Acute vaginal candidiasis when local therapy is not appropriate. Candida balanitis when local therapy is not appropriate. Drug therapy can be started before receiving the results of culture and other laboratory tests, but after receiving the results of research, anti-infection therapy should be adjusted accordingly. Official recommendations for the appropriate use of antifungal agents should be taken into account.



Fluzamed Composition
active substance: fluconazole;

1 capsule contains fluconazole 150 mg;

excipients: lactose monohydrate; microcrystalline cellulose; magnesium stearate; sodium lauryl sulfate;

capsule composition: gelatin, titanium dioxide (E 171), carmoizine (E 122), diamond blue (E 133).

Fluzamed Dosage form

Hard capsules.

Hard gelatin capsule (size № 1, dark blue cap, white body) containing white powder.

Name and location of the manufacturer

“E.I.P.I.Co.”, Egypt / “E.I.P.I.Co.”, Egypt.

Tens ov Ramadan City, First Industrial Zone, B1, a / a 149 Tens, Egypt / Tenth of Ramadan City, First Industrial Area B1, P.O. box: 149 Tenth, Egypt.

Holder of the registration certificate – “WORLD MEDICINE LIMITED”, Great Britain / “WORLD MEDICINE LIMITED”, United Kingdom.

Fluzamed Pharmacotherapeutic group

Antifungal agents for systemic use. Triazole derivatives. ATX code J02A C01.

Fluconazole, an antifungal agent of the triazole class, is a potent and selective inhibitor of fungal enzymes required for ergosterol synthesis. Its primary mechanism of action is the inhibition of fungal 14-alpha-lanosterol demethylation mediated by cytochrome P450, which is an integral step in the biosynthesis of fungal ergosterol. The accumulation of 14-alpha-methyl-sterols correlates with the subsequent loss of ergosterol by the fungal cell membrane and may be responsible for the antifungal activity of fluconazole. Fluconazole is more selective for fungal cytochrome P450 enzymes than for various mammalian cytochrome P450 enzyme systems.

The use of fluconazole at a dose of 50 mg per day for 28 days does not affect the level of testosterone in plasma in men or the level of endogenous steroids in women of reproductive age. Fluconazole at a dose of 200-400 mg per day has no clinically significant effect on endogenous steroid levels or on the response to ACTH stimulation in healthy male volunteers.

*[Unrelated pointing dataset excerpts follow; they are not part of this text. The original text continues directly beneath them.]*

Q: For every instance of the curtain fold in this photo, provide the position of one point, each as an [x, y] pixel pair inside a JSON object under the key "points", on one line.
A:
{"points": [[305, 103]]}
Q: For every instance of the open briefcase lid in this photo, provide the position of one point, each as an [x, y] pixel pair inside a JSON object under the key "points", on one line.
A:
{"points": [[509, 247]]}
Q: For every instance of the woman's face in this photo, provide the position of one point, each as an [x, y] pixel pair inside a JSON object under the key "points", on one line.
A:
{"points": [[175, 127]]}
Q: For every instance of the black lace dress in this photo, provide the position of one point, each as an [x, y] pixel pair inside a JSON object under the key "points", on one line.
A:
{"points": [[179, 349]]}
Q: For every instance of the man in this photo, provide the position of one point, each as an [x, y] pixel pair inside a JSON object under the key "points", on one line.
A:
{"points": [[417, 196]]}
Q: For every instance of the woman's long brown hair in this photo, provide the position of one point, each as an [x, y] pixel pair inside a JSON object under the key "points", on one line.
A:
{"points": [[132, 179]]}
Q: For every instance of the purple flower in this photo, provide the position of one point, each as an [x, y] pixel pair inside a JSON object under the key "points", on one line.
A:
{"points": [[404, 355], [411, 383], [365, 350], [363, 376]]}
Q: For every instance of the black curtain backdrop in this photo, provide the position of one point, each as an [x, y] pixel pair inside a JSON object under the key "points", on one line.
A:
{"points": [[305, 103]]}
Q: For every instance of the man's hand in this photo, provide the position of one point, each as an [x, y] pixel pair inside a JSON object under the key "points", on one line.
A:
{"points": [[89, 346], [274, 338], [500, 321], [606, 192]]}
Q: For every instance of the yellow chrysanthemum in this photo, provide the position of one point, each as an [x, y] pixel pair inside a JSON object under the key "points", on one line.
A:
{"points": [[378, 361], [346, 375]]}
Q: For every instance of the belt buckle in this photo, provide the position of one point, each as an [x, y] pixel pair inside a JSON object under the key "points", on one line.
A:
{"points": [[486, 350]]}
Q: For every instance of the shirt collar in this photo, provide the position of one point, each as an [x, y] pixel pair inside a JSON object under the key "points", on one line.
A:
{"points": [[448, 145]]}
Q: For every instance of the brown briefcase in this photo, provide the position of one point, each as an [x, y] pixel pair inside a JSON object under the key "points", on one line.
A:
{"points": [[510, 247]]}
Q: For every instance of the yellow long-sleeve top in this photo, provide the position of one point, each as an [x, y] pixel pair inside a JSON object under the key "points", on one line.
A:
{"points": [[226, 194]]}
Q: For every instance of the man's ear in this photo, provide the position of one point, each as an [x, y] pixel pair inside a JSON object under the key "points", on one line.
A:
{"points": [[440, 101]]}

An antipyrine interaction study has shown that administration of 50 mg fluconazole once or repeatedly does not affect antipyrine metabolism.

Acute vaginal candidiasis when topical therapy is not appropriate.

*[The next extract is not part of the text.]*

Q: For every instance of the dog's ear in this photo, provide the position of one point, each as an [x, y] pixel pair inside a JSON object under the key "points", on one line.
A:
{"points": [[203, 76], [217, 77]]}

Candidal balanitis, when local therapy is not appropriate.

Hypersensitivity to fluconazole, other azole compounds or to any of the excipients.

Concomitant use of fluconazole and terfenadine in patients receiving fluconazole repeatedly at doses of 400 mg / day and above (according to the results of a study of the interaction of repeated use).

Concomitant use of fluconazole and other drugs that prolong the QT interval and are metabolized by the enzyme CYP2A4 (eg, cisapride, astemizole, pimozide, quinidine and erythromycin).